Hausse de la demande mondiale en électricité, nécessité de maîtriser les consommations, épuisement des ressources en énergie fossile, besoin croissant d’utiliser les énergies renouvelables… Nos réseaux électriques doivent s’adapter. Pour les moderniser, une des solutions est de les rendre plus intelligents : ce sont les smart grids. Olivier Monié, directeur de la marque Omexom (VINCI Energies), débat des opportunités écologiques offertes par les réseaux intelligents aux consommateurs et aux entreprises agiles avec Radek Lucký, directeur général d’E.ON République tchèque.

Les réseaux électriques doivent s’adapter. Une façon de les mettre à niveau est de les rendre plus intelligents. Comment cela peut-il être réalisé ?

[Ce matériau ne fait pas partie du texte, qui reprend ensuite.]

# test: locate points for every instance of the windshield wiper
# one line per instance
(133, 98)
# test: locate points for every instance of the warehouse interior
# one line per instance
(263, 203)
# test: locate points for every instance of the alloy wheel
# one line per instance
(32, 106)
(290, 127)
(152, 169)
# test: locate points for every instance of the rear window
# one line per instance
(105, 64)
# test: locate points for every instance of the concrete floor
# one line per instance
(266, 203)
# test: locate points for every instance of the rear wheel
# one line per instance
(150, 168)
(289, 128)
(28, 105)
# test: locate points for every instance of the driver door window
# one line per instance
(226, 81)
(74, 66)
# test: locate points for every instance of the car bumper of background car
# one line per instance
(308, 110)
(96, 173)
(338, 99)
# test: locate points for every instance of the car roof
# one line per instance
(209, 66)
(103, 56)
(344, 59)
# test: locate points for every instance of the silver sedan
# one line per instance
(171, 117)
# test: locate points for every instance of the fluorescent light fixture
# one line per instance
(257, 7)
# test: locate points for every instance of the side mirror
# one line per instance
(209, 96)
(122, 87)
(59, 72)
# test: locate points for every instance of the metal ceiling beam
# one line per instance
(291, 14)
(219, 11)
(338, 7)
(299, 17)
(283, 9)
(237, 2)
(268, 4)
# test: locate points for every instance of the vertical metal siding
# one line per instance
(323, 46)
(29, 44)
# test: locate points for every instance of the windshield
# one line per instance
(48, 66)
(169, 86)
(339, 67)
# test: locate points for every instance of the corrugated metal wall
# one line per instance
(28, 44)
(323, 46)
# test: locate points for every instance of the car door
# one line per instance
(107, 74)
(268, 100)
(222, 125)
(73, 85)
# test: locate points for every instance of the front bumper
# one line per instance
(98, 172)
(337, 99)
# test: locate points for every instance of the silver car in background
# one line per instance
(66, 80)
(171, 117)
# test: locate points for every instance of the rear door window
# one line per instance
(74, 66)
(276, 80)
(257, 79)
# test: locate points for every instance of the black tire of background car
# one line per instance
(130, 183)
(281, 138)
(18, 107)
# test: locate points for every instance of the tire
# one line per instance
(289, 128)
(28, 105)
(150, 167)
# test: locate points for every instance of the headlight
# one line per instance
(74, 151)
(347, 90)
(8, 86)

RADEK LUCKÝ. Un fonctionnement efficace du réseau est essentiel pour le bon fonctionnement des marchés de l’énergie. Les opérateurs de réseaux de distribution (distribution system operators, DSO) ont un rôle important à jouer, en tant que facilitateurs indépendants du marché, pour consolider la sûreté du système. Par exemple, ils doivent s’assurer que tous les distributeurs d’énergie peuvent vendre leur énergie aux consommateurs sans discrimination. Dans les années à venir, les DSO auront des possibilités pour offrir de nouveaux services aux consommateurs d’énergie et au secteur de l’énergie en général. Les nouvelles technologies permettent notamment au client d’interagir avec le marché, ce qui signifie que le rôle et la culture des DSO pourraient changer. Les DSO seront de plus en plus responsables du maintien de l’équilibre sur le réseau, en particulier au niveau local.

OLIVIER MONIÉ. Dépasser les structures historiques et élaborer des règles de partage compréhensibles et équitables pour les parties sera un défi majeur. Comme c’est déjà le cas, les règles dépendront du pays et des acteurs historiques en place. Cela est fortement lié à la politique énergétique du pays, c’est-à-dire à la façon dont ce pays gère l’accès à l’électricité pour tous. Même en Europe, nous constatons des situations disparates. Ainsi, les systèmes de régulation français et allemand sont significativement différents, ce qui entraîne d’importants écarts de prix, et les moyens de rendre les réseaux plus intelligents y sont très divers. En outre, les choix et les ressources technologiques sont également différents. Par conséquent, les réponses des DSO sont spécifiques à chaque pays, malgré des contraintes similaires en matière de neutralité et de qualité.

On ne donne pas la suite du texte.